FT : Mercedes set to partner with drone defence start-up Tytan

Mercedes set to partner with drone defence start-up Tytan
German carmaker to provide vehicles for interception of threats that pose a growing concern for Europe

Mercedes-Benz is set to partner with a start-up aimed at protecting European critical infrastructure from hostile drones, making it the latest struggling German car giant to expand in the defence sector.

The Stuttgart-based auto manufacturer is due to sign a memorandum of understanding with Munich-based Tytan Technologies on Wednesday, according to two people familiar with the situation.

Mercedes will provide vehicles for a mobile air-defence system to target small first-person view (FPV) drones that have become a growing concern for European intelligence agencies.

Officials have blamed Russia for a surge in suspicious drone activity around airports since Moscow’s full-scale invasion of Ukraine in 2022, with sightings at military bases and other key sites.

The system, named Drone Defender, will use Mercedes’ Sprinter van and a military version of the carmaker’s G-Class SUV, already in use by the German armed forces, as the chassis for the weapon.

It will be fitted with a suite of sensors and launchers for various types of Tytan interceptor drones, which are designed to destroy suspicious unmanned aerial vehicles (UAVs) either by ramming into them or using a warhead to blow them up.

The companies plan to make a system that is much cheaper and more readily available than complex platforms designed for use on the frontline. Those include Rheinmetall’s Skyranger, which has proven effective at taking down Russian drones in Ukraine but costs upwards of €10mn per vehicle and has also suffered from delivery delays.

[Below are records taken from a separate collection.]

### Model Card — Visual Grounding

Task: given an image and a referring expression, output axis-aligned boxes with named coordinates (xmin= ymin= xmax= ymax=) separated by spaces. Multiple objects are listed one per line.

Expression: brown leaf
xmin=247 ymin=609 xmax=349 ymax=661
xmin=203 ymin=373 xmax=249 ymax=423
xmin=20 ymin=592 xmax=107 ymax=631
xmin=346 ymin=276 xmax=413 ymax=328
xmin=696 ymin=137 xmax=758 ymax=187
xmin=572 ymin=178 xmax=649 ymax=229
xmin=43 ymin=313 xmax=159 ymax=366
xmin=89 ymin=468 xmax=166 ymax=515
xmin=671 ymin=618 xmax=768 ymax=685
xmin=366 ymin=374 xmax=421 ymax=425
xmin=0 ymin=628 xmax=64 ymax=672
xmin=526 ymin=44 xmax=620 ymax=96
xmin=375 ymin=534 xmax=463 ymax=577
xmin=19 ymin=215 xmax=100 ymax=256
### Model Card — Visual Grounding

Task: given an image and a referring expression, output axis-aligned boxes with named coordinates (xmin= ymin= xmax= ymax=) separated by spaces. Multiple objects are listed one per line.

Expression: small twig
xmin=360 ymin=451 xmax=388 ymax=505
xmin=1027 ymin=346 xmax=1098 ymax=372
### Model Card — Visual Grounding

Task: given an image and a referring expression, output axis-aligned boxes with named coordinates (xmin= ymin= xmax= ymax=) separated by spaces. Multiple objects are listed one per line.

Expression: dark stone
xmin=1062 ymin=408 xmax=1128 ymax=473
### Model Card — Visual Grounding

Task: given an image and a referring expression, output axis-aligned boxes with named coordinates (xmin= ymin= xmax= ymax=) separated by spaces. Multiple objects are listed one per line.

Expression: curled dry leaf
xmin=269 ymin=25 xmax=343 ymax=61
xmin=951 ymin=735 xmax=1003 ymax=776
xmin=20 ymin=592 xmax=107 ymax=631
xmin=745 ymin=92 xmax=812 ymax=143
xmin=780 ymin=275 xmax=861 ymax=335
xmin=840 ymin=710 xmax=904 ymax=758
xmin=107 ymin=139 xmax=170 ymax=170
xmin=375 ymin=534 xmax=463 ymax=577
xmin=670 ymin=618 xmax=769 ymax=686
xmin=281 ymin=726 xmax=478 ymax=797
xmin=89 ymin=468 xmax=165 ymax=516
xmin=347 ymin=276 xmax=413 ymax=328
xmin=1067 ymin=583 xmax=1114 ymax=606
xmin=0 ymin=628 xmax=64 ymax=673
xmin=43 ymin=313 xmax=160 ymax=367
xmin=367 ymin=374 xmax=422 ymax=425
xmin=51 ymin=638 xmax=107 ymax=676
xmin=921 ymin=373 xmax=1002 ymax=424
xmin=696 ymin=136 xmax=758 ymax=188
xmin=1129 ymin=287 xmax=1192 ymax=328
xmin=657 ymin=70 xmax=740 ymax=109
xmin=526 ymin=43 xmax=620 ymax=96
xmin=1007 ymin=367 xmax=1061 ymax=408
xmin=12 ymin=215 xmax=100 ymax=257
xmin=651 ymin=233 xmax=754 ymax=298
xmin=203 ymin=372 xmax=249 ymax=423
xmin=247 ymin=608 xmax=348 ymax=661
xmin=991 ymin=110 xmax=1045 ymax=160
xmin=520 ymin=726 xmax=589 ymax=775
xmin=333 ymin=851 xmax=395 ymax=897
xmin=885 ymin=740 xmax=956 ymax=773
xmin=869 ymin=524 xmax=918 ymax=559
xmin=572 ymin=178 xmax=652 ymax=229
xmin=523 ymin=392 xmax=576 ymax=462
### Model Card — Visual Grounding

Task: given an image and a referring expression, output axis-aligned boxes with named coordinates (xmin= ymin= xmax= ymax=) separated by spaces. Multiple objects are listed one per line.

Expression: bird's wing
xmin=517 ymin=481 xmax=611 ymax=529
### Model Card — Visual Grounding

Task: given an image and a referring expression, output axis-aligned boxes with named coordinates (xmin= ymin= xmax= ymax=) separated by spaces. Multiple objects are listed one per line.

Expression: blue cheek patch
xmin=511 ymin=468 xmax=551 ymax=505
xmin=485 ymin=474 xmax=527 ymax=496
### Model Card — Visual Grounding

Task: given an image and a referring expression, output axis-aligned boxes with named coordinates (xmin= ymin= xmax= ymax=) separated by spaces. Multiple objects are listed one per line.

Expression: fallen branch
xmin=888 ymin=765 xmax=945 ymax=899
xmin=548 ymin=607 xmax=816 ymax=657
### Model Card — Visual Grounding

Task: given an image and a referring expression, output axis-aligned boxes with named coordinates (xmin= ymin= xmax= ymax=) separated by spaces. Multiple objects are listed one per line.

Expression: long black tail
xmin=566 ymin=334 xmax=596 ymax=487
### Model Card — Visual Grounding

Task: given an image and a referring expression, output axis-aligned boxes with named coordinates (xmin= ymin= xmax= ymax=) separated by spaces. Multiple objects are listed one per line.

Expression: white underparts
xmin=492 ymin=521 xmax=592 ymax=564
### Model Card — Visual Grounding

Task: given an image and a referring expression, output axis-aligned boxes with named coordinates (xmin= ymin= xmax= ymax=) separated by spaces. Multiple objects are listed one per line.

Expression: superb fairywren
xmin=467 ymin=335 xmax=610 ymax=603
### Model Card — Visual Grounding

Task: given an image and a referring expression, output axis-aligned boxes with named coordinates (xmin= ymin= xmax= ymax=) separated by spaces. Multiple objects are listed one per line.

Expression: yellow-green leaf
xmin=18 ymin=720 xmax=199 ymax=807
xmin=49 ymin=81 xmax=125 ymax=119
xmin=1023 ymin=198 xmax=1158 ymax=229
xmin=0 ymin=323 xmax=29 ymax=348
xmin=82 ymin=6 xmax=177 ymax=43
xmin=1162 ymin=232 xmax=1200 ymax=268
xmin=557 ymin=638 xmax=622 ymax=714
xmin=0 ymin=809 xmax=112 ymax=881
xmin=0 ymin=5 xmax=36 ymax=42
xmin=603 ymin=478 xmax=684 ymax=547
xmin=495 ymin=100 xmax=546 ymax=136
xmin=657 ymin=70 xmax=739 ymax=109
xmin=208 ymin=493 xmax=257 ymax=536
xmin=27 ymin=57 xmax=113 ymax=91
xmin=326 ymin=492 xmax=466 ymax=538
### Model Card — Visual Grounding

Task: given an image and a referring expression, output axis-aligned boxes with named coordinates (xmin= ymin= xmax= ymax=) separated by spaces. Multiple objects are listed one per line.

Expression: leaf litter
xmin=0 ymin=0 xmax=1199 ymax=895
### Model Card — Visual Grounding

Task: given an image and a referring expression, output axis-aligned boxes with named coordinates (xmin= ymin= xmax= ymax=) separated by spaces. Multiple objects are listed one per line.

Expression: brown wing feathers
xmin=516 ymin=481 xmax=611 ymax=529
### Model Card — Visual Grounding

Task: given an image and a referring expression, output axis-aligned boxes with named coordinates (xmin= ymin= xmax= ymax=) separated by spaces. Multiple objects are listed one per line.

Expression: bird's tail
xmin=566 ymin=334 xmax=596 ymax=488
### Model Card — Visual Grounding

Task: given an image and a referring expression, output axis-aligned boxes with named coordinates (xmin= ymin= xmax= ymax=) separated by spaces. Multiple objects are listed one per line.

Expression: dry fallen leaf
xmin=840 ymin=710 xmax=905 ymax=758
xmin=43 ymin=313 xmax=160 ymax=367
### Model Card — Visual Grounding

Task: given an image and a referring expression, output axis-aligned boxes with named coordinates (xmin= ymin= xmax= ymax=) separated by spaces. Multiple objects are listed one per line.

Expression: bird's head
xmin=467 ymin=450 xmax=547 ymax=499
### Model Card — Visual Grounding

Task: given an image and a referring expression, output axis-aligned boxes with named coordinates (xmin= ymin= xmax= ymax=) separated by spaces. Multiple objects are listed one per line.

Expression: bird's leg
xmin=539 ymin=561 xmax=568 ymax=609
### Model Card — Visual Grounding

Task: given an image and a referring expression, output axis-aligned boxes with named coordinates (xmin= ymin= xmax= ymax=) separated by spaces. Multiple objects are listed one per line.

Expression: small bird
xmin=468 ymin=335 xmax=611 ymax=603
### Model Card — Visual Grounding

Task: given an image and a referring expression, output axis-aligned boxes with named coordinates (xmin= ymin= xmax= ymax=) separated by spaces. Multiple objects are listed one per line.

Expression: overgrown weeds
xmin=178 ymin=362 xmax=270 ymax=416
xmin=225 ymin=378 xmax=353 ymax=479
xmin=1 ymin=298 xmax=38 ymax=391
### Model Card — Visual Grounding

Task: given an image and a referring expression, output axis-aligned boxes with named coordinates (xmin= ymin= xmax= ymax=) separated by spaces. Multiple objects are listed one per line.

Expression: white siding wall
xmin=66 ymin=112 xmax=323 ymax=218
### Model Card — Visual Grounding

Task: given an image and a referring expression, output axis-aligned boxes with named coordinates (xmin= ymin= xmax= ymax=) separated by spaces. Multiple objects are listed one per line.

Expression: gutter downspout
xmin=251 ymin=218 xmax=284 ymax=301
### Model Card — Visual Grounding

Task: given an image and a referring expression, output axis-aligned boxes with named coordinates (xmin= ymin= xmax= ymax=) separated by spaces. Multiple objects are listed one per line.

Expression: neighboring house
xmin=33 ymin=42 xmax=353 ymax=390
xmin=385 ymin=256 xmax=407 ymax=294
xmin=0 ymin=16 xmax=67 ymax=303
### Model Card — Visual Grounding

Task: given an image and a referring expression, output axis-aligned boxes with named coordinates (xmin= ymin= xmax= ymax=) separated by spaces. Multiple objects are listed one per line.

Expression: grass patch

Tytan, which is already producing an interceptor drone called Metis, intends to start production of the Defender by the end of the year. The aim is to reach production levels of thousands of systems per year.

The Mercedes-Tytan partnership marks the latest tie-up between a German automotive company and players from the booming defence sector in the EU’s most populous nation, which has unleashed more than €750bn for military spending between now and the end of 2030.

It comes amid a drive by Berlin to encourage the car industry, which has faced plunging profits amid competition from China, to offer both its expertise in mass production and its excess capacity to weapons makers that are seeking to rapidly scale up in response to surging European demand.

The FT revealed in March that Volkswagen was in talks with the Israeli missile maker Rafael to produce launchers for its Iron Dome system at VW’s Osnabrück factory.

The Franco-German tank maker KNDS has also reportedly held talks with Mercedes about taking over capacity at the auto manufacturer’s van factory in Lugwigsfelde, near Berlin.

Tytan, founded in 2023 by two former students from the Technical University Munich, was commissioned by the Bundeswehr last October to develop a prototype drone-defence system to protect military bases from suspicious drones in a deal worth close to €20mn.

The partnership with Mercedes followed on from that work, one of the people familiar with the plans said. Tytan hoped to sell the system to multiple European governments, with several discussions already under way, the person added.

Mercedes-Benz declined to comment. But chief executive Ola Källenius told the Wall Street Journal last month that his company could expand its defence business, while emphasising that it would remain a niche activity.

Mercedes-Benz already produces a military version of its boxy G Class, known as the Wolf, at a factory in Graz, Austria. The carmaker has long had a hand in the defence sector, but split ways with a large part of its military production when it spun off its trucks business Daimler Truck in 2021.

The civilian version of the G Class is particularly sought after by hip-hop artists and footballers and has been one of Mercedes-Benz’s best-performing models in recent years.